What follows is a summary of issues to consider by couples wondering how to deal with the disposition of their home that is awash in “negative equity” – i.e. the remaining debt on the mortgage or mortgages exceed(s) the current fair market value of the home:
- The Oregon real estate market is very good right now; available inventory is low and buyer demand is high. There is no reason to believe this demand will dissipate over the coming summer months. For this reason alone, the property should be listed as soon as possible. However, there is another good reason, as well.
- If they qualify for the tax forgiveness law [i.e. they lived in the home two of the last five years and used the money to buy, build, or substantially improve it] then they should not incur any income tax, state or federal, on the 1099-C that will be issued for their bank’s cancellation of debt, if the sale is completed and closed in 2013; we don’t know if the law will be extended into 2104. [For a more complete discussion, go to my post here. PCQ]

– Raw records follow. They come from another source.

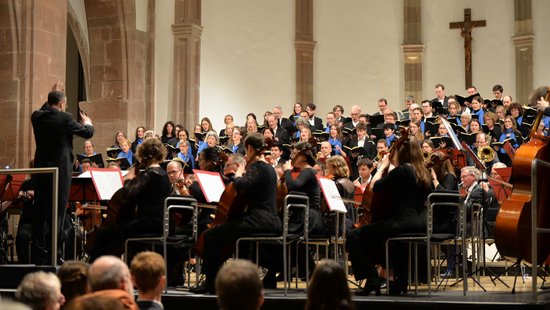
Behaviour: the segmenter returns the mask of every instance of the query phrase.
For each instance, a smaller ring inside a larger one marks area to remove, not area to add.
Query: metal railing
[[[52,266],[57,263],[57,200],[59,190],[59,169],[57,167],[48,168],[25,168],[25,169],[0,169],[0,175],[9,174],[52,174]]]

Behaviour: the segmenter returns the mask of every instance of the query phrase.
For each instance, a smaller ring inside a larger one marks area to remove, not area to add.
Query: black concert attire
[[[309,197],[309,234],[310,236],[328,236],[328,227],[321,214],[321,189],[313,168],[303,169],[296,179],[290,170],[285,171],[285,182],[289,192],[302,192]],[[289,230],[302,231],[304,224],[302,213],[291,214]]]
[[[312,121],[313,121],[313,124],[312,124]],[[309,124],[312,131],[322,131],[324,129],[323,120],[317,116],[313,116]]]
[[[72,166],[74,155],[73,135],[90,139],[94,134],[91,125],[82,125],[74,120],[69,113],[60,111],[45,103],[40,110],[34,111],[31,122],[36,142],[34,154],[35,168],[57,167],[58,177],[58,236],[61,237],[65,211],[69,201]],[[47,264],[50,260],[51,222],[52,222],[52,176],[51,174],[37,174],[35,201],[37,213],[35,217],[35,247],[36,264]],[[58,245],[64,240],[59,238]],[[56,263],[56,262],[54,262]]]
[[[355,186],[353,185],[353,182],[348,178],[339,178],[335,179],[334,182],[336,183],[336,188],[338,189],[338,193],[340,194],[340,197],[344,199],[353,200],[355,198]],[[353,209],[352,203],[344,203],[346,206],[346,217],[344,222],[339,223],[339,236],[342,236],[343,233],[343,226],[346,227],[346,232],[349,232],[353,229],[353,224],[355,224],[355,210]],[[326,217],[326,216],[325,216]],[[330,230],[330,233],[334,235],[336,232],[336,226],[334,223],[334,219],[331,219],[331,217],[327,220],[327,225]]]
[[[456,175],[447,173],[441,179],[438,178],[438,181],[436,191],[458,191],[458,178]]]
[[[116,251],[112,252],[112,249],[120,251],[128,238],[162,234],[164,199],[171,190],[168,175],[161,167],[150,167],[139,172],[132,180],[126,181],[120,189],[126,192],[124,206],[121,208],[135,208],[136,212],[131,218],[122,219],[125,223],[120,227],[97,232],[94,247],[89,253],[90,261],[105,254],[119,255]]]
[[[20,191],[26,192],[34,190],[34,179],[27,179],[21,184]],[[17,260],[20,264],[30,264],[31,253],[29,252],[29,245],[31,244],[34,236],[33,222],[35,218],[34,199],[23,198],[23,208],[21,209],[21,215],[19,217],[19,224],[17,228],[17,236],[15,237],[15,248],[17,250]],[[34,256],[34,255],[33,255]]]
[[[410,164],[402,164],[378,180],[373,187],[375,194],[390,192],[388,207],[391,214],[369,225],[352,230],[346,240],[349,258],[356,280],[367,278],[378,282],[376,264],[384,264],[385,242],[401,233],[426,231],[425,201],[430,189],[423,188],[417,181],[415,170]],[[391,266],[396,282],[407,279],[407,245],[391,249]]]
[[[206,275],[206,292],[213,292],[218,270],[227,259],[222,255],[225,246],[232,248],[238,238],[249,234],[280,233],[282,230],[275,204],[277,175],[273,167],[263,161],[256,161],[247,167],[242,177],[235,178],[233,185],[239,195],[244,196],[247,209],[242,219],[204,232],[203,272]],[[269,264],[262,263],[268,270],[275,270]]]
[[[289,144],[290,143],[290,135],[288,134],[288,130],[284,127],[277,126],[275,130],[275,142],[280,144]]]
[[[356,146],[359,146],[359,141],[357,140],[357,137],[351,138],[347,145],[350,148],[354,148]],[[369,159],[374,159],[376,157],[376,144],[367,136],[365,136],[365,141],[363,142],[363,148],[365,151],[367,151],[366,157]],[[359,177],[359,168],[357,167],[357,162],[363,158],[363,156],[352,156],[351,152],[347,152],[348,158],[350,159],[350,166],[351,166],[351,175],[350,178],[352,180],[355,180]]]
[[[495,192],[491,188],[485,192],[481,185],[476,183],[466,190],[466,197],[463,203],[466,211],[466,233],[469,234],[471,232],[471,214],[472,211],[475,211],[474,204],[479,203],[483,207],[483,232],[486,236],[492,236],[496,216],[500,210],[500,204]]]

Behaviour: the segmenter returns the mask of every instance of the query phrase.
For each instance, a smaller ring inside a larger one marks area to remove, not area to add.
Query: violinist
[[[432,175],[434,190],[458,190],[458,178],[451,160],[444,150],[436,150],[426,159],[426,166],[429,167]]]
[[[233,185],[239,195],[243,195],[247,209],[242,219],[215,226],[204,233],[203,272],[206,278],[201,285],[190,289],[193,293],[215,292],[214,280],[225,261],[221,255],[222,247],[232,246],[238,238],[249,234],[281,232],[275,205],[277,176],[263,155],[264,138],[261,134],[251,134],[246,137],[244,145],[247,166],[239,164]],[[268,261],[262,262],[262,266],[275,270]],[[268,272],[264,286],[273,288],[275,285],[274,272]]]
[[[220,151],[218,148],[208,147],[205,148],[202,152],[199,153],[199,169],[222,173],[222,168],[224,162],[220,158]],[[199,204],[207,203],[206,197],[204,196],[199,182],[195,179],[194,175],[190,175],[186,180],[187,188],[189,189],[189,194],[194,197]],[[210,215],[213,214],[212,209],[201,208],[199,213],[198,220],[198,231],[202,232],[207,228],[207,225],[212,222]]]
[[[352,201],[355,194],[355,186],[353,182],[349,179],[349,168],[348,164],[346,163],[346,160],[340,156],[335,155],[327,159],[325,162],[327,166],[327,174],[334,180],[334,183],[336,183],[336,188],[338,189],[338,192],[340,193],[340,197],[348,199],[349,201]],[[345,231],[350,231],[353,228],[353,224],[355,223],[355,213],[353,210],[353,204],[352,203],[345,203],[346,206],[346,221],[345,221]],[[330,223],[333,220],[333,217],[329,217],[329,230],[331,231],[331,234],[334,234],[335,232],[335,226]],[[342,225],[343,223],[339,224],[340,231],[338,234],[342,234]]]
[[[166,166],[166,172],[172,184],[172,195],[188,196],[189,189],[185,185],[185,176],[183,175],[183,168],[181,162],[178,160],[172,160]]]
[[[289,192],[303,192],[309,197],[309,234],[327,236],[328,228],[320,211],[321,190],[316,171],[313,169],[316,160],[312,148],[313,146],[306,141],[298,142],[293,146],[290,153],[291,160],[284,166],[285,182]],[[293,170],[299,171],[296,178],[291,175]],[[303,221],[300,222],[300,225],[303,225]],[[294,231],[301,231],[300,227],[293,229]]]
[[[357,162],[357,168],[359,170],[359,177],[353,181],[353,185],[361,188],[361,192],[364,192],[372,178],[371,173],[374,170],[373,161],[369,158],[362,158]]]
[[[389,217],[352,230],[346,240],[355,279],[367,279],[365,286],[356,292],[357,295],[380,294],[375,266],[384,262],[384,245],[388,238],[426,230],[424,202],[431,191],[431,177],[424,165],[419,142],[411,136],[396,149],[393,158],[388,157],[383,157],[370,184],[375,194],[392,191],[391,200],[387,202],[387,207],[391,209]],[[390,160],[395,168],[386,172]],[[406,292],[407,257],[406,245],[392,250],[390,258],[394,266],[394,281],[390,282],[390,294]]]

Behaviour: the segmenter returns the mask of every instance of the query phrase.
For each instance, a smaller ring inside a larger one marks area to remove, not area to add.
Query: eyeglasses
[[[169,175],[172,175],[172,174],[176,174],[176,173],[178,173],[178,172],[179,172],[178,170],[174,170],[174,171],[168,172],[168,174],[169,174]]]

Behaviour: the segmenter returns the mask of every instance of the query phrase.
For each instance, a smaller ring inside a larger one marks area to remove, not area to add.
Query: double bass
[[[550,100],[547,90],[545,100]],[[531,262],[531,208],[537,208],[537,226],[550,227],[550,179],[539,175],[538,204],[531,204],[531,165],[534,159],[550,161],[549,137],[536,133],[543,112],[540,111],[529,134],[530,140],[516,151],[512,162],[510,183],[514,185],[511,195],[504,200],[495,222],[495,243],[501,255]],[[550,235],[538,238],[537,261],[543,262],[550,253]]]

- As long as husband and wife are in agreement on short selling the home, I have no problem with the divorce proceeding occurring at the same time as the home is being marketed for sale. In other words, absent other circumstances, there is no compelling reason to put one process first and the other second. Certainly, it is important to get the home sold as soon as possible, since we don’t know if the tax forgiveness law will be extended into 2014.
- In most cases, the husband and wife will both be on the deed and the loan. If so, they will both have to sign the short sale closing paperwork, and likely will be similarly impacted on their credit rating and IRS reporting. Thus, the only issue is that they cooperate in signing any and all documents reasonably required by the bank(s) to facilitate a closing of the sale.
- However, if the divorce is completed before the short sale closes, they may wish to consider some simple words in the final judgment or property settlement reciting the fact that they will cooperate with the lender, assuming they can do so without cost or liability to them. If there will be some cost or liability, e.g. the bank wants one or both of them to pay money or sign a promissory note for a portion of the deficiency, that will need to be addressed before the final judgment is issued.
- As a practical matter, in most cases that I have seen dealing with a primary residence and only one lender, there is generally not much risk of the bank asking for money from the borrowers-sellers, as a condition to their granting consent to the short sale. If there are two loans, the first lender usually pays a little money to the second lender for its consent, and the sale closes.
- However, a big problem can occur if husband and wife secured a loan and the lender required that they have mortgage insurance (“MI”), insuring against borrower default. If this is the case, MI frequently asks the borrower-seller for money, and can kill the short sale if the borrower-seller refuses.
The Take-Away. If a short sale is finalized before the divorce, some of the uncertainties will undoubtedly be moot by the time of the divorce judgment. Otherwise, if the divorce is going to be finalized before the disposition of the family home by short sale, the parties may want to address the risk of some financial exposure to the lender or MI carrier. And given the fact that both parties are usually equally disadvantaged by the short sale [assuming they are both on the mortgage], it behooves them both to set aside lingering animosities, and get the home sold before the end of 2013.